Central News Agency Taiwan melaporkan bahwa sekali penerbangan membawa 247 orang kembali pada 4 Februari. Tiga tidak ada dalam daftar penumpang yang dilaporkan Taiwan kepada otoritas Cina, dan satu dinyatakan positif virus
Dewan Urusan Daratan Taiwan berharap Cina meningkatkan kinerja karantina dan mencapai kesepakatan mengenai nama-nama orang dalam daftar prioritas penerbangan.

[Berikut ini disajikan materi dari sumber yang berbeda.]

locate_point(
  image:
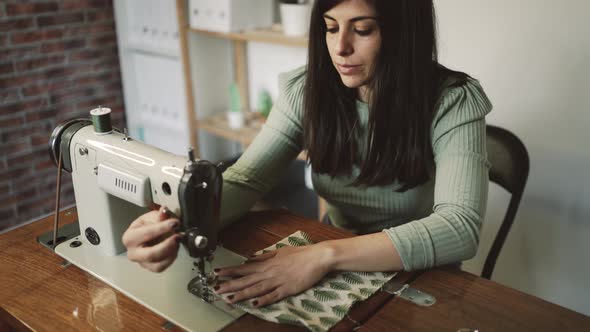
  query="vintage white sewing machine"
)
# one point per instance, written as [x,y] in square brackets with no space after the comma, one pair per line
[116,179]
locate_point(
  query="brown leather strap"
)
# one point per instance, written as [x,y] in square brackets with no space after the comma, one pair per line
[363,311]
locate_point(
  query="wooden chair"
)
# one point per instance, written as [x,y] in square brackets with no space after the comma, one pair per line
[510,169]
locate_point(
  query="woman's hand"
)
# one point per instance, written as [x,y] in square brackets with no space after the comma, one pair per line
[275,275]
[151,241]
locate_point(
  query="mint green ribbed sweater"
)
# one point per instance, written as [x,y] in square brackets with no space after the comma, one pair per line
[432,224]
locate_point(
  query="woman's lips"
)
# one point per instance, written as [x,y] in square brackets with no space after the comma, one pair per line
[348,70]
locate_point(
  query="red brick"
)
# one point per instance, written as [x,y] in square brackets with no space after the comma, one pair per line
[44,21]
[37,63]
[39,140]
[61,97]
[35,36]
[90,29]
[97,16]
[35,208]
[15,173]
[43,87]
[89,54]
[63,45]
[26,194]
[25,159]
[15,24]
[96,78]
[11,122]
[6,68]
[6,215]
[84,4]
[14,9]
[40,115]
[10,149]
[104,40]
[8,96]
[14,82]
[22,106]
[112,87]
[45,164]
[20,52]
[14,134]
[4,190]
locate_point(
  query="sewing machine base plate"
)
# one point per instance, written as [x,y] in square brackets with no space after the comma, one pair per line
[164,293]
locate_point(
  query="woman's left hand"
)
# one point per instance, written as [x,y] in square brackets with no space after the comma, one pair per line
[275,275]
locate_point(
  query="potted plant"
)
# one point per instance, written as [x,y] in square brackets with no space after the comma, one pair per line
[295,15]
[235,116]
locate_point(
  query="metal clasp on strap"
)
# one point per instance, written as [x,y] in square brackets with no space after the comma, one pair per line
[410,294]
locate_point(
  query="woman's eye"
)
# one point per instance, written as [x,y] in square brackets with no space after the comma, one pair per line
[363,32]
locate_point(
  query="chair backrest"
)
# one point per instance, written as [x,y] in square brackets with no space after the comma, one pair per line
[510,170]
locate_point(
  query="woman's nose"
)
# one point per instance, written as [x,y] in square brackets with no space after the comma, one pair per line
[343,44]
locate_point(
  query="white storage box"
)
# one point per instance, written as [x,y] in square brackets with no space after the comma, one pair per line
[230,15]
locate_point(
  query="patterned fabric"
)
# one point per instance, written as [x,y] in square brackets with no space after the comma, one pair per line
[322,306]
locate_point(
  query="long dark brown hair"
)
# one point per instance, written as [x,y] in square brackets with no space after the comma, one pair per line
[404,89]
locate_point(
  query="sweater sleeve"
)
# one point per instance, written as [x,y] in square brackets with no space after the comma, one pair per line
[451,233]
[274,148]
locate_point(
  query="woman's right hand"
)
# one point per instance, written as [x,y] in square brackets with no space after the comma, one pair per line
[151,240]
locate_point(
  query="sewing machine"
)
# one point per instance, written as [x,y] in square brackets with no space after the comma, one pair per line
[116,179]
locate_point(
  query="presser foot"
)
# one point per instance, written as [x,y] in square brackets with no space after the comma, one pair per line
[202,283]
[201,286]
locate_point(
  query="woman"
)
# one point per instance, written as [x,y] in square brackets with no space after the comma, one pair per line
[397,148]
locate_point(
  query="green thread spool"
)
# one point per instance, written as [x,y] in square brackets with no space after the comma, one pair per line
[101,120]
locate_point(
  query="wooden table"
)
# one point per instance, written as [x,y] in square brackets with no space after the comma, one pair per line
[37,293]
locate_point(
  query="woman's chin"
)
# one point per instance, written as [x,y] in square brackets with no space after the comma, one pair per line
[352,82]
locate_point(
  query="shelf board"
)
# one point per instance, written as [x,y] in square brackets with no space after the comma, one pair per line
[270,36]
[217,125]
[131,47]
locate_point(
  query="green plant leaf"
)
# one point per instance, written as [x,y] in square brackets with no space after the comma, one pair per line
[366,292]
[352,278]
[290,300]
[328,321]
[339,285]
[340,310]
[280,245]
[378,282]
[325,295]
[354,297]
[288,319]
[269,308]
[306,237]
[296,241]
[316,328]
[312,306]
[299,313]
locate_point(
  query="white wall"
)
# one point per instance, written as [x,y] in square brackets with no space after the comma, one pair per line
[531,57]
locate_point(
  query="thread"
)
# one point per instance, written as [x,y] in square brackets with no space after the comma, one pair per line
[101,120]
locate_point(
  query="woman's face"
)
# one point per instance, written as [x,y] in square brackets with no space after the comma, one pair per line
[353,39]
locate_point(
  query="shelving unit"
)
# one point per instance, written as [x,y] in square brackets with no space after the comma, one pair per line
[216,124]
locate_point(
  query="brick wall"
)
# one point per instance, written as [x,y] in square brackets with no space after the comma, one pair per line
[58,60]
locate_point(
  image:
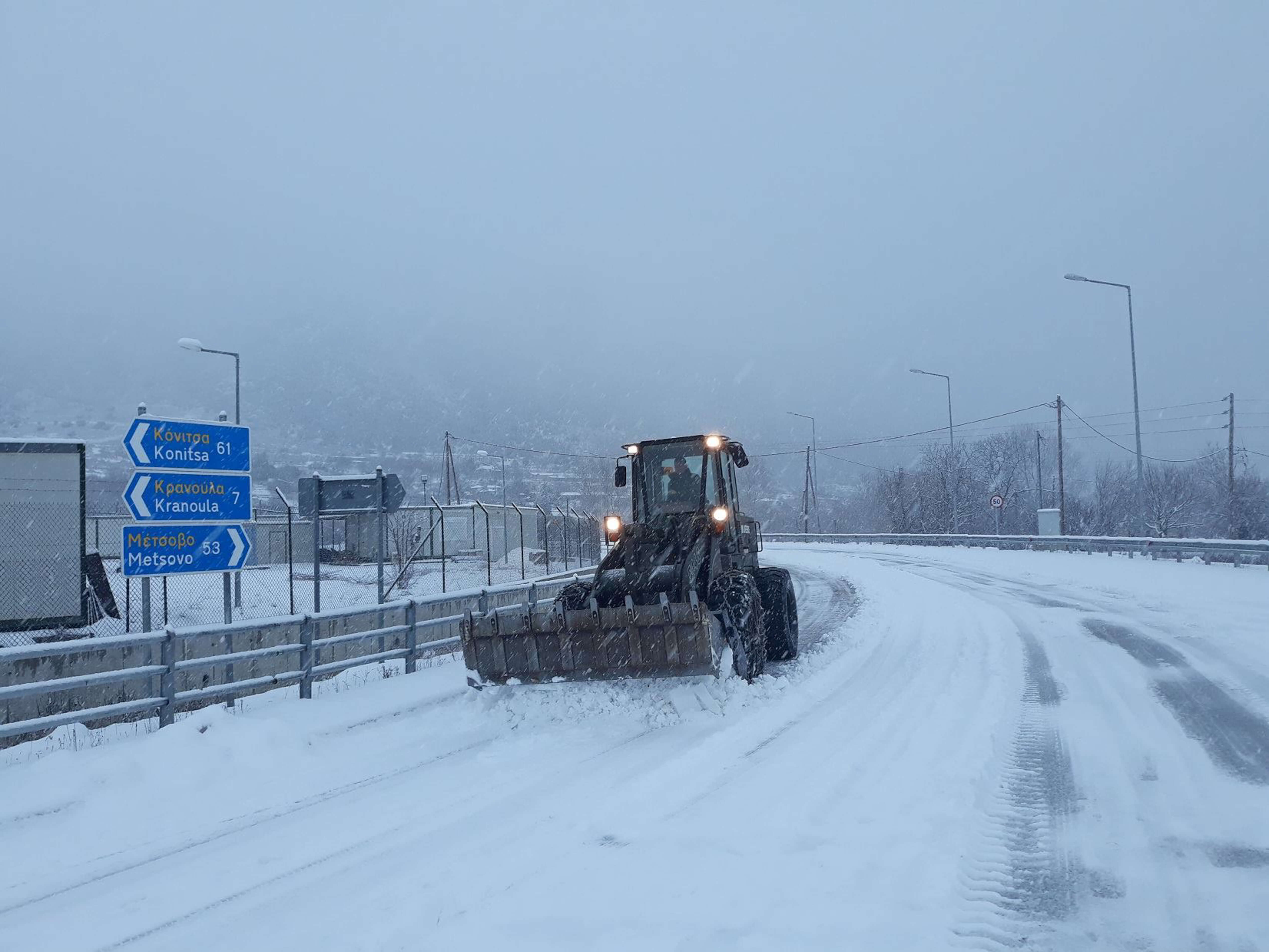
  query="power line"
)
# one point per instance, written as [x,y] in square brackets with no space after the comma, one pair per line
[856,463]
[1155,459]
[528,450]
[907,436]
[1157,409]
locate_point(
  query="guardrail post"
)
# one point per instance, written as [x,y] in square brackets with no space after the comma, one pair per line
[306,657]
[412,638]
[168,681]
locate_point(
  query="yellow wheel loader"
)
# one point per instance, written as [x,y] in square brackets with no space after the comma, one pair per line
[680,587]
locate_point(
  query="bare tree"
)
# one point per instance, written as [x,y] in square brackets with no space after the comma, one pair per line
[1108,510]
[1172,498]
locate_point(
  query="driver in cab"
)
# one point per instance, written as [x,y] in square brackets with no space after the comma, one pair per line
[684,485]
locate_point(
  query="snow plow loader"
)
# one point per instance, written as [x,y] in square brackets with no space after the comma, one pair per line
[680,587]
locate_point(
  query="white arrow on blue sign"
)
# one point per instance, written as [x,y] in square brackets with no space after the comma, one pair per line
[177,497]
[188,445]
[172,550]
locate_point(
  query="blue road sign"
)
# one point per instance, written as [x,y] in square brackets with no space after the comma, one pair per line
[172,550]
[188,445]
[178,497]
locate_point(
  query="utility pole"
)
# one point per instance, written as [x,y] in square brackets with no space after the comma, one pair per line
[452,496]
[1136,404]
[1061,474]
[806,496]
[1234,516]
[1040,479]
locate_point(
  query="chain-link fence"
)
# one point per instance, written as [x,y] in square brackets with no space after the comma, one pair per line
[427,550]
[42,537]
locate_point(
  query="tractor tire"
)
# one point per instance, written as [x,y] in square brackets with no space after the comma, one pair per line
[574,596]
[734,595]
[780,612]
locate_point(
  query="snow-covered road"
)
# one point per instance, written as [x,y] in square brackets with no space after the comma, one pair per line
[976,749]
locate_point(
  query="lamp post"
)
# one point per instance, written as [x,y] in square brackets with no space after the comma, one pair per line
[195,344]
[815,465]
[1136,404]
[956,516]
[503,459]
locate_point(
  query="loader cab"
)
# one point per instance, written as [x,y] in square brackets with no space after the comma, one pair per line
[682,477]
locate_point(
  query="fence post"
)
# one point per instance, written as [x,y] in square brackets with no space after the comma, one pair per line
[441,513]
[521,513]
[291,562]
[412,638]
[168,681]
[380,531]
[306,657]
[229,650]
[316,542]
[546,539]
[489,563]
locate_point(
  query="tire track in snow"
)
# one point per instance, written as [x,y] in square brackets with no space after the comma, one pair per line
[825,619]
[1025,878]
[1234,738]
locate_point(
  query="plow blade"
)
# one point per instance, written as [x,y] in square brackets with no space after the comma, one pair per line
[668,640]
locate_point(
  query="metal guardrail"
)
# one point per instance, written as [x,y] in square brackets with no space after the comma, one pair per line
[441,615]
[1235,551]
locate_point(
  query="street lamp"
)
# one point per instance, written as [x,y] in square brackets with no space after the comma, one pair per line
[195,344]
[495,456]
[1136,404]
[956,517]
[815,465]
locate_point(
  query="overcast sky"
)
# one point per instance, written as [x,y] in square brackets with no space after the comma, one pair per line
[707,214]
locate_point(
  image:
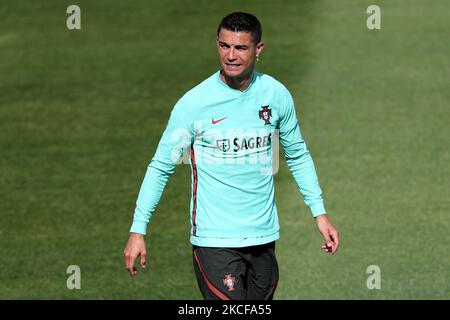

Sementara itu Cina menuding Taiwan “menggunakan segala macam alasan untuk menghalangi dan menunda” penerbangan, pada hari Rabu.
“Kami tidak ingin mempolitisirnya, kami menginginkan penerbangan charter,” kata pengunjuk rasa Chung Chin-ming, ketua Asosiasi Koordinasi Pernikahan Lintas Selat Tiongkok di Taipei.
Di lain tempat, Jepang mengkonfirmasi bertambahnya tujuh kasus lagi, sehari setelah melaporkan kematian pertama. Jepang saat ini memiliki 258 kasus yang telah dikonfirmasi, termasuk 218 dari kapal pesiar, Puteri Berlian, yang telah dikarantina di Yokohama.
Pejabat kesehatan mengizinkan 11 penumpang lanjut usia untuk meninggalkan kapal pada hari Jumat, setelah mereka dinyatakan negatif. Mereka adalah kelompok pertama dari puluhan penumpang lansia yang diperkirakan turun dari kapal sebelum masa karantina 14 hari mereka berakhir pada 19 Februari, untuk mengurangi risiko kesehatan mereka yang semakin memburuk.
Selanjutnya Menteri Kesehatan Jepang Katsunobu Kato pada hari Kamis mengatakan penumpang berusia 80 tahun atau lebih dengan masalah kesehatan kronis, dapat meninggalkan kapal jika mereka lulus tes virus.
Lebih lanjut, dari 580 lebih kasus yang telah dikonfirmasi di luar Cina daratan dan tiga dinyatakan meninggal, diantaranya masing-masing di Filipina dan Hong Kong, bahkan saat ini seorang wanita Jepang berusia 80-an. Pejabat kesehatan sedang menyelidiki bagaimana yang bersangkutan terinfeksi.
Dalam upaya yang belum pernah terjadi sebelumnya untuk mengatasi penyakit ini, pemerintah Cina telah memetakan kota-kota yang paling terparah terkena dampak, dan diperkirakan lebih dari 60 juta warga di bawah pengawasan. Setiap individu dilarang memasuki atau meninggalkan kota, dan mereka dibatasi meninggalkan rumah atau kompleks perumahan, terkecuali untuk berbelanja dan kebutuhan sehari-hari.